LA County Suspends COVID-19 Testing Program at Home

With the highly contagious variant of Omicron fueling a surge in coronavirus cases – as well as the demand for testing – Los Angeles County’s health officials have suspended a home testing program for residents as they grapple with a buildup of kits.

The program delivered free home nasal swab tests to residents with COVID-19 symptoms or to those who had known exposure, according to the LA County Department of Health Services.

Health officials temporarily stopped the program on Wednesday, citing “a current backlog in the logistics of processing these kits,” the health department said in an email.

A limit of 4,000 home test kits per day has been put in place to ensure kits are sent, received and processed on time, ”the department said.

It’s not clear when the program will resume, but department officials said an announcement will be posted on the website as soon as it becomes available. Meanwhile, the health service said it would be announcing details on a new program next week.

The new program will allow LA Counties to pick up and drop off tests at designated locations, which will allow us to “increase capacity and continue to meet current demand,” a health service statement said.

Under the current program, Fulgent Genetics is shipping test kits along with a prepaid overnight shipping envelope to those who qualify through FedEx. Residents are instructed to take a sample from their nose, package it and either arrange for a FedEx pickup or drop it off at a laboratory. The results will be sent within 48 hours.
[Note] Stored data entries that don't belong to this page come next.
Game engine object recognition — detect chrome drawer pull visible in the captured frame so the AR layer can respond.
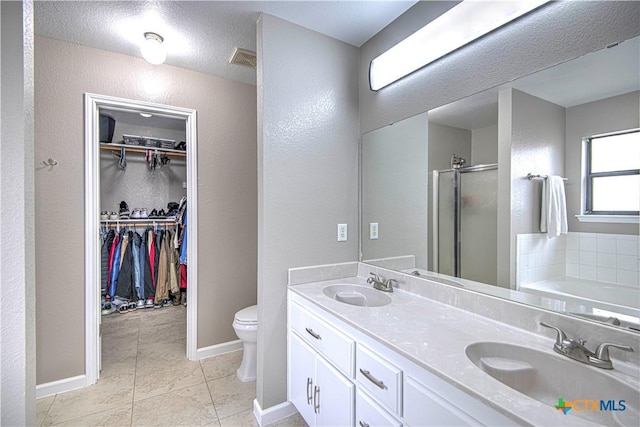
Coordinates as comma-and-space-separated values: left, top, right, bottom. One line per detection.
306, 377, 313, 404
305, 327, 321, 340
360, 368, 387, 390
359, 421, 370, 427
313, 385, 320, 414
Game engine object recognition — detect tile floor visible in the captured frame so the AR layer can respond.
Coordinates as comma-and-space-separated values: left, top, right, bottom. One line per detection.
36, 305, 306, 426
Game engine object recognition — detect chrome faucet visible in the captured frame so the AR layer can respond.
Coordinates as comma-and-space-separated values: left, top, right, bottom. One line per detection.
540, 322, 634, 370
367, 272, 397, 293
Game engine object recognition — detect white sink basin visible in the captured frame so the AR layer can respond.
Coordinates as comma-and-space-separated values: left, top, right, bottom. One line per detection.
322, 284, 391, 307
466, 342, 639, 426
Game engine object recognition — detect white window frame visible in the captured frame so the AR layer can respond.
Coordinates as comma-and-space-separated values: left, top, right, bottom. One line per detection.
577, 128, 640, 224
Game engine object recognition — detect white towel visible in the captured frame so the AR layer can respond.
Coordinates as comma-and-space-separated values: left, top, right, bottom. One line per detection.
540, 175, 568, 238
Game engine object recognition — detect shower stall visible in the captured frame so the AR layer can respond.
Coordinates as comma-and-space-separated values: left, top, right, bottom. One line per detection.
433, 164, 498, 286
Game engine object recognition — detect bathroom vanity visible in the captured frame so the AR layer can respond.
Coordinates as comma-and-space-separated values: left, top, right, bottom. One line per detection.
287, 263, 640, 427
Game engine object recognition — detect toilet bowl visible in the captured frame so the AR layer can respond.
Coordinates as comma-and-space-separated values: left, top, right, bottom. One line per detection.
232, 305, 257, 382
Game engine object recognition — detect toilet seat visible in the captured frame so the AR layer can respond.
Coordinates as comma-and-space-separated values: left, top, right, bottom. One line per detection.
234, 305, 257, 325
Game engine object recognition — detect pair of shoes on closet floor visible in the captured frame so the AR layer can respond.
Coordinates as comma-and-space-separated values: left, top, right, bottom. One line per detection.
101, 301, 116, 315
136, 299, 145, 309
144, 298, 154, 309
118, 301, 138, 314
181, 291, 187, 307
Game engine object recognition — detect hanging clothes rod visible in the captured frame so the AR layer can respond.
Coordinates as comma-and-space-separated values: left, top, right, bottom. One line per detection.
527, 173, 567, 181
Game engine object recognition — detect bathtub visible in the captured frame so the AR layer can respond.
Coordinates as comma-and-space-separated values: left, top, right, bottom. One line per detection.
519, 277, 640, 321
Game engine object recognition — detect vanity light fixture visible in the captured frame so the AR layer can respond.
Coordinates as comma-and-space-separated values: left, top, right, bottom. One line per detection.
139, 112, 153, 118
369, 0, 550, 91
141, 32, 166, 65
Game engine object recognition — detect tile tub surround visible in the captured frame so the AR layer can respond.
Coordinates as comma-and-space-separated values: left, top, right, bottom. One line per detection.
288, 263, 640, 425
517, 232, 640, 288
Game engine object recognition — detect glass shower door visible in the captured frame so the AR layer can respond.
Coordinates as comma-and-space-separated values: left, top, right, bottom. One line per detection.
459, 167, 498, 285
437, 171, 456, 276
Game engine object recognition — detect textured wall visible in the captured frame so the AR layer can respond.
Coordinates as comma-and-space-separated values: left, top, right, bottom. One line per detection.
100, 123, 187, 214
34, 36, 257, 384
361, 112, 428, 268
1, 1, 36, 424
257, 13, 359, 409
472, 124, 498, 165
360, 1, 640, 134
500, 89, 566, 286
565, 91, 639, 235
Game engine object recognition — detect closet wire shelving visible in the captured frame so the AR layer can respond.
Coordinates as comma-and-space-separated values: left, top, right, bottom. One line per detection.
100, 142, 186, 158
100, 218, 178, 228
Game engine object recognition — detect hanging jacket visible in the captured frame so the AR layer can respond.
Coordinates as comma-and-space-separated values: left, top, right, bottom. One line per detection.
108, 228, 126, 299
155, 230, 169, 302
101, 229, 115, 295
131, 232, 142, 301
143, 228, 155, 297
116, 231, 135, 300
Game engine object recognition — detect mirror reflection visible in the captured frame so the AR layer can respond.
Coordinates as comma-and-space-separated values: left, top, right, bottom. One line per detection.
361, 36, 639, 331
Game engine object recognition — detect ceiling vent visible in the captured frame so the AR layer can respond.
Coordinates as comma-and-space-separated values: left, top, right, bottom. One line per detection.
229, 47, 257, 69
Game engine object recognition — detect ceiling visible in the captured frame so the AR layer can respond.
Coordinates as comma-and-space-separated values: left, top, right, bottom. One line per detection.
34, 0, 418, 85
429, 36, 640, 130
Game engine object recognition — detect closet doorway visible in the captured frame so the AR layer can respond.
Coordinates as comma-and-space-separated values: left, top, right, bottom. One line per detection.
84, 93, 198, 385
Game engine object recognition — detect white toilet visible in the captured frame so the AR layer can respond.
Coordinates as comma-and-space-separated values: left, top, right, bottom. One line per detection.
232, 305, 258, 382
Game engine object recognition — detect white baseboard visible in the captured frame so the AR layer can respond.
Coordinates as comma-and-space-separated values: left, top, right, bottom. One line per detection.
36, 375, 87, 399
196, 339, 243, 360
253, 399, 298, 426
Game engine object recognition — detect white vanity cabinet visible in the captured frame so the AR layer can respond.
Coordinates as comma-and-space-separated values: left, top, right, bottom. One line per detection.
290, 333, 355, 426
288, 291, 517, 427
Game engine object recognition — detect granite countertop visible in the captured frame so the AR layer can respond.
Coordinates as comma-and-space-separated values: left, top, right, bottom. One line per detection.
289, 276, 640, 427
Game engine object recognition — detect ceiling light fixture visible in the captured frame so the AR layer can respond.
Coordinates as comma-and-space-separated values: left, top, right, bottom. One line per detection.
141, 32, 166, 65
369, 0, 550, 91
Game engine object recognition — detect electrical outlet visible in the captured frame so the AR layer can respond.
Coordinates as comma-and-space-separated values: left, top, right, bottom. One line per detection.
337, 224, 348, 242
370, 222, 379, 240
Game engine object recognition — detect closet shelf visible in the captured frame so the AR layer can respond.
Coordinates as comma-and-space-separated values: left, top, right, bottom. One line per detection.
101, 218, 178, 227
100, 142, 186, 157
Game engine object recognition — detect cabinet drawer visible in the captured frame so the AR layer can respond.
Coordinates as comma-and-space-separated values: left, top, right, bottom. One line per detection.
291, 302, 355, 376
356, 389, 402, 427
356, 344, 402, 415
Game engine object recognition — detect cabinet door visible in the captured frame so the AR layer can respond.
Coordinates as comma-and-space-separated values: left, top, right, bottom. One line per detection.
316, 354, 355, 427
356, 389, 402, 427
290, 333, 318, 426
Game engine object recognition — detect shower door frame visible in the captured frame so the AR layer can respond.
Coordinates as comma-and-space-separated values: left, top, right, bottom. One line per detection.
433, 163, 498, 278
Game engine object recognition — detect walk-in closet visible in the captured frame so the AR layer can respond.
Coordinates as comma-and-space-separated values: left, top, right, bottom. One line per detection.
98, 105, 189, 370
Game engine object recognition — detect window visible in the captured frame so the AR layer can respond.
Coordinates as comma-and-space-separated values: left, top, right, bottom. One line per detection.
585, 129, 640, 215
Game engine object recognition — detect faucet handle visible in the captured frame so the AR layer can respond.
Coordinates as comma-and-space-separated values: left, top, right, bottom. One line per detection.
595, 343, 634, 361
385, 278, 398, 287
540, 322, 568, 346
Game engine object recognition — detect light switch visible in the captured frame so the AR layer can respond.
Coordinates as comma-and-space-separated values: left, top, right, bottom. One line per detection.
337, 224, 348, 242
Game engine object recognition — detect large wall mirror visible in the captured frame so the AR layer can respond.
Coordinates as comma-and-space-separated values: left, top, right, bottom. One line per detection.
361, 36, 639, 332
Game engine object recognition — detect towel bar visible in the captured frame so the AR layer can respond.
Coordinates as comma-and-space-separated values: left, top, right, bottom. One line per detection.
527, 173, 567, 181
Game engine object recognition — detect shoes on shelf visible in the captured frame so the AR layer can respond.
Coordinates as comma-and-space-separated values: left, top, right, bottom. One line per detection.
149, 209, 158, 219
109, 212, 119, 220
131, 208, 141, 219
100, 211, 109, 220
140, 208, 148, 218
157, 209, 166, 218
119, 201, 130, 219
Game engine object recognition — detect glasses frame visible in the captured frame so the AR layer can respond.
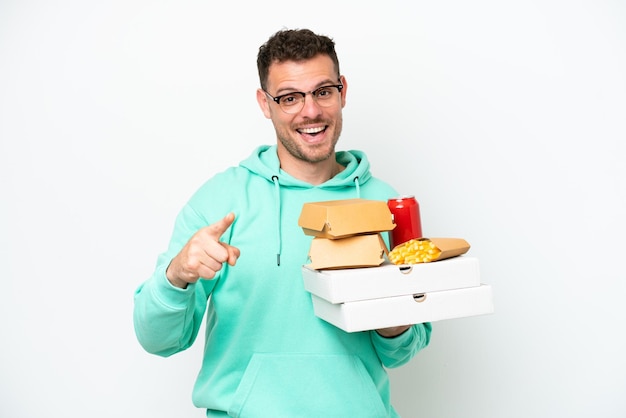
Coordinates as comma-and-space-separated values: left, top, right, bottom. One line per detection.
264, 83, 344, 114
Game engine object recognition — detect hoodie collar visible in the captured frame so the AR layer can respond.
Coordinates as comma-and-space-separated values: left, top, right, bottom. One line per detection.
240, 145, 372, 188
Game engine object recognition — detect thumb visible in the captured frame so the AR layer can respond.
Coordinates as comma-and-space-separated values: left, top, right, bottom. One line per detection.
223, 243, 240, 266
207, 212, 235, 240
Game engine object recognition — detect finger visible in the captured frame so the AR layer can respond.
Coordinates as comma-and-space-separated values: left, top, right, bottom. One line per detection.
198, 243, 237, 279
196, 258, 223, 279
190, 241, 226, 278
206, 212, 236, 240
203, 239, 230, 264
222, 243, 240, 266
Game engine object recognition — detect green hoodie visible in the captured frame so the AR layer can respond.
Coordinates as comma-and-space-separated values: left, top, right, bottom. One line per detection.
134, 145, 432, 417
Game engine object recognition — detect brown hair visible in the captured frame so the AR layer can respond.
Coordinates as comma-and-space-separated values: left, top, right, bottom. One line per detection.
257, 29, 341, 90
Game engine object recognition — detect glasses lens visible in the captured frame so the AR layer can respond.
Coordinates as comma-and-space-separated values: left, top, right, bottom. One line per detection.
278, 93, 304, 114
313, 86, 339, 106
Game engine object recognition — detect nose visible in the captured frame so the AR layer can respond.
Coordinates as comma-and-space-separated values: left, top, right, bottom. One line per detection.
299, 93, 323, 118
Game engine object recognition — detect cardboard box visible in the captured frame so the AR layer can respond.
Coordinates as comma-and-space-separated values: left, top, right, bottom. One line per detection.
310, 284, 494, 332
388, 237, 471, 263
298, 198, 395, 239
307, 233, 387, 270
427, 238, 471, 260
303, 256, 481, 303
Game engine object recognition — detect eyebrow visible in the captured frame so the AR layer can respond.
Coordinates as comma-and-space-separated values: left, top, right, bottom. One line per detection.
274, 79, 338, 96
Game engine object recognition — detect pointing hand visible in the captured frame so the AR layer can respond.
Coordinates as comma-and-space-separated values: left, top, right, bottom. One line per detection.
166, 213, 240, 288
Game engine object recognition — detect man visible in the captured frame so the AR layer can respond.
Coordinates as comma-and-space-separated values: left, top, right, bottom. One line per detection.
133, 28, 432, 417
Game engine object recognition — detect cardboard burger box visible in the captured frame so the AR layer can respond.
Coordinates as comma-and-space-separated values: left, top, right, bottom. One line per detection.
299, 198, 395, 269
298, 198, 395, 240
307, 233, 388, 270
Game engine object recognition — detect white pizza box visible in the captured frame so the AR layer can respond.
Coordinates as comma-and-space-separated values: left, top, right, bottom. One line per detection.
310, 284, 494, 332
302, 256, 481, 304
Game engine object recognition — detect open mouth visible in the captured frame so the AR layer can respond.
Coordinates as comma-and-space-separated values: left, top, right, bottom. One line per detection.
297, 126, 327, 136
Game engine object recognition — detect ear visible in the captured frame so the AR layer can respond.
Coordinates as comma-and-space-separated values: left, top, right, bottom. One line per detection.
256, 88, 272, 119
339, 75, 347, 108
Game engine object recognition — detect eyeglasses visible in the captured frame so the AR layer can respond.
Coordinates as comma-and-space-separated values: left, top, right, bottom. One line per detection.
264, 84, 344, 114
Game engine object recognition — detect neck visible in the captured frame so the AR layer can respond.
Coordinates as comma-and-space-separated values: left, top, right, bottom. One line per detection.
278, 151, 343, 185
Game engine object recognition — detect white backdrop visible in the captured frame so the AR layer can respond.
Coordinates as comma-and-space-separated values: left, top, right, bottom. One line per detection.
1, 1, 625, 417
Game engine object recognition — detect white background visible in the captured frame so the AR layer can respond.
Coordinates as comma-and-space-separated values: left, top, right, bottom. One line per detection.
1, 1, 625, 417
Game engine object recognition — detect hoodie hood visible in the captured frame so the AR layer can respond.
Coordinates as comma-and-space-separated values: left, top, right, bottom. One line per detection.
239, 145, 372, 190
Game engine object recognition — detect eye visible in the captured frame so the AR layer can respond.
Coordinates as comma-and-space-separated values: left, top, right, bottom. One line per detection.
279, 93, 301, 106
316, 87, 333, 98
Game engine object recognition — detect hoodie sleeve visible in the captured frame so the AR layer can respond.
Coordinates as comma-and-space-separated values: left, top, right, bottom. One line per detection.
369, 322, 432, 368
133, 202, 218, 357
133, 267, 212, 357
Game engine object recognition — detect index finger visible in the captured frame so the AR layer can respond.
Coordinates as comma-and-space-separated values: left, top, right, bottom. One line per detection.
206, 212, 235, 240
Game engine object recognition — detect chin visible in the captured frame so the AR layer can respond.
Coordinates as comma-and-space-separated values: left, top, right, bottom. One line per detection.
302, 144, 336, 163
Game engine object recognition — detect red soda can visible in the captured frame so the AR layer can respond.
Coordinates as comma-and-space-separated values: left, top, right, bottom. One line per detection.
387, 196, 423, 250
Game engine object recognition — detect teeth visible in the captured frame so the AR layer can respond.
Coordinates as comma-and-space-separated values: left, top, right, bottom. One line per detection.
299, 126, 325, 134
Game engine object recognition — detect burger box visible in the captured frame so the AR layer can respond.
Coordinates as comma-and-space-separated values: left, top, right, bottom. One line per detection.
309, 284, 494, 332
302, 255, 482, 303
298, 198, 395, 239
306, 233, 388, 270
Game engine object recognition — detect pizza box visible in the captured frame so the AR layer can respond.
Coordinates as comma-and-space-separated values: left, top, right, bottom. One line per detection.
310, 284, 494, 332
302, 256, 481, 303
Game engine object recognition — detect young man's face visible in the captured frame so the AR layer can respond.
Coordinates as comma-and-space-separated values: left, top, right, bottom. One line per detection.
257, 54, 347, 165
The original program was billed as a “holiday test” in the health service’s website address, and what started as a temporary service in 2020 was restarted over the past Christmas period to meet increasing demand, according to reports from KTLA-TV .

With the spread of Omicron, the demand for tests has increased.

The rush has resulted in a shortage of home tests, which has led some pharmacies and stores to limit the number of tests each customer can buy.

Long lines and frustration have also become normal at many test sites.

“Unfortunately, with the national shortage of COVID testing and the incredibly high demand for local testing, long waits are now common,” Terry Kanakri, a spokesman for the Kaiser Permanente region of Southern California, said in a recent statement.

In the past seven days, about 23% of the 464,849 tests done in Los Angeles County have returned positive results, according to The Times-Tracker.